The four professional skills in this module are built through deliberate practice in supervised clinical environments — not through observation alone. The NMC OG competencies OG35.7, OG35.9, OG35.10, and OG35.14 are assessed at the 'should help' (SH) and DOAP (demonstration, observation, assistance, performance) levels, meaning you are expected to perform these skills under supervision during your clinical posting.

For communication practice, use the SPIKES framework during any difficult-news encounter in your posting. Before approaching the patient, identify with your resident: What is the news? Who should be in the room? What is the patient's likely baseline understanding? After the encounter, debrief with your resident: What worked? Where did you rush? Did you check comprehension? The bereavement counselling session in the postnatal ward (after stillbirth or neonatal death) is one of the highest-value communication learning opportunities available in OG.

For ethics practice, identify an ethically complex case during your posting (a patient refusing recommended treatment, a confidentiality conflict, a consent question involving a minor) and discuss it using the four-principle framework with your resident or faculty. Present it formally at a case discussion session if your unit runs ethics rounds.

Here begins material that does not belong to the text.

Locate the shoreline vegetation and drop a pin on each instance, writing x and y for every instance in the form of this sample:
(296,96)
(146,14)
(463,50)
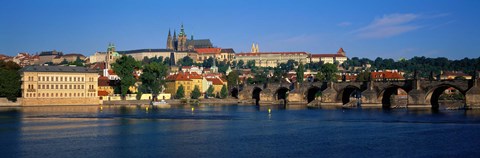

For consent practice, observe a minimum of three consent consultations — for LSCS, vaginal hysterectomy, and one emergency procedure — and use the five-step framework to self-assess each one. Then, under faculty supervision, conduct the consent consultation yourself for a straightforward elective procedure (e.g. IUCD insertion, colposcopy), with the faculty present and the patient's agreement to a learner conducting the consultation.

For universal precautions practice, complete the needle-stick injury drill available in your clinical skills laboratory: perform the correct immediate wound management, complete the incident report form correctly, and walk through the PEP decision algorithm for a simulated HIV-positive source patient. In the labour room, practise the full PPE donning-and-doffing sequence at least twice under faculty observation before your first unsupervised delivery.

Self-Assessment

The four self-assessment questions below are designed to test integration across the professional skills domains covered in this module — communication using the SPIKES framework, ethical reasoning with the four-principle model, valid informed consent in special OG situations, and universal precautions including PEP management. Each scenario is drawn from situations that arise routinely in the OG ward, labour room, and operation theatre. Work through each question independently and formulate a structured response before discussing it with a resident or faculty member during your clinical posting. These scenarios are intentionally complex — they rarely have a single correct answer, and the reasoning process matters as much as the conclusion. Reflection on these scenarios should be recorded in your AETCOM portfolio as evidence of professional development. The domains tested here — confidentiality, emergency consent, sharps injury management, and consent under time pressure — are high-yield areas in OSCE and viva examinations at the final MBBS level.

  1. A 19-year-old woman at 14 weeks gestation presents for a routine antenatal visit. Her husband accompanies her and insists on being present for the entire consultation. During a moment when the husband steps out, she tells you she has concerns about the pregnancy that she does not want her husband to know about. How do you structure the remainder of the consultation, and what documentation do you make?
  1. You are about to perform a per-vaginal examination on a patient who arrived unconscious from a road traffic accident. There are no relatives available. Using the five-step consent framework, describe what you can and cannot do, and what you must document.
  1. While assisting at a laparoscopic procedure, you receive a splash of blood to your unprotected eye. Walk through the correct immediate management and the criteria for initiating HIV PEP.
  1. A multipara at term in active labour with fetal bradycardia is being counselled for emergency LSCS. She is in pain, frightened, and her husband is insisting she sign quickly. As the clinician obtaining consent, what steps do you take to ensure the consent is legally valid despite the time pressure?